We would like to thank the faculty at the University of Maryland who participated in this study. One of us (EFR) would like to thank Cliff Swartz for a number of thought-provoking discussions probing the Thornton and Sokoloff results. We would also like to thank Ron Thornton, David Sokoloff, and Michael Wittmann for useful discussions and comments on the paper. Work supported in part by NSF Grants RED-9355849 and DUE-9455561. Computer facilities provided by NSF Grant DUE-9550890 and by the University of Maryland Computer Science Center.

## Endnotes:

[20] In absolute final scores, one tutorial class with a low pre-test score finished below some of the non-tutorial classes, and one non-tutorial class with a high pre-test score finished above some of the tutorial classes.

[21] Howell, David C., Statistical Methods for Psychology, 3rd Ed. (Duxbury Press, Belmont, California 1992) pp. 181-185.

[22] A graph reversed with respect to the horizontal axis would also be considered correct.

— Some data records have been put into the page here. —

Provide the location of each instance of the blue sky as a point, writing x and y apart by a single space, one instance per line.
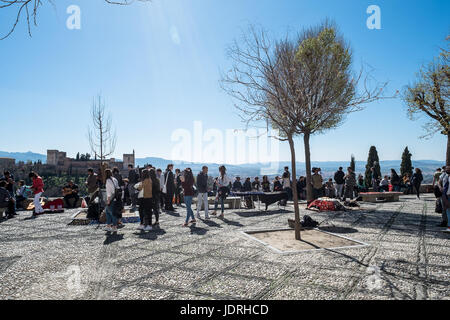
158 67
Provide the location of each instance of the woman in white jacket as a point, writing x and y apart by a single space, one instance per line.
111 185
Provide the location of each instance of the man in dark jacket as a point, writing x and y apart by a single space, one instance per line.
6 201
169 180
133 178
237 185
202 188
339 180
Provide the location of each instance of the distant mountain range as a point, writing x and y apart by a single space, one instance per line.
24 156
258 169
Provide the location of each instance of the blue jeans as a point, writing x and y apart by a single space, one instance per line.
448 217
216 204
190 213
111 219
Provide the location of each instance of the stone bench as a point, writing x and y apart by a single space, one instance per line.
231 202
374 196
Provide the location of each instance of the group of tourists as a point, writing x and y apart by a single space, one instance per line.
13 196
441 181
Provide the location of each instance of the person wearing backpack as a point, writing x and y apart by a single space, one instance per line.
444 181
133 178
339 180
416 181
112 194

[23] A few students in the non-tutorial class used the same symbol for these two forces, but did not state whether the forces were equal, so it was impossible to determine if they were identifying these two forces as having equal magnitudes. Note that many students used the same symbol to represent forces which clearly had different magnitudes.

[24] Frederick Reif, "Millikan Lecture 1994: Understanding and teaching important scientific thought processes" Am. J. Phys. 63 (1995) 17-32.

[24a] Evidence from the University of Washington group suggests that replacing a problem solving lecture with tutorials does not adversely affect students' ability to solve quantitative problems. Personal communication, Lillian C. McDermott.

[24b]Note that when a student is learning what a graph means, constructing it by hand the first few times may very well be "necessary" drudgery. However, when one is focusing on a connection between a physical phenomenon and a graph, a long time delay between seeing the phenomenon and seeing the graph may well produce a "cognitive disconnect" which prevents them from building the understandings they need.

[25] See references in ref. 15.

[26] Daniel L. Schacter, "Memory", in Foundations of Cognitive Science, M. I. Posner, ed. (MIT Press, Cambridge MA, 1989) 683-725.

[27] Ronald K. Thornton, private communication, January 1994.

[28] From our personal teaching experience, we expect that number 6, active engagement, is the most significant.

©1997, American Association of Physics Teachers.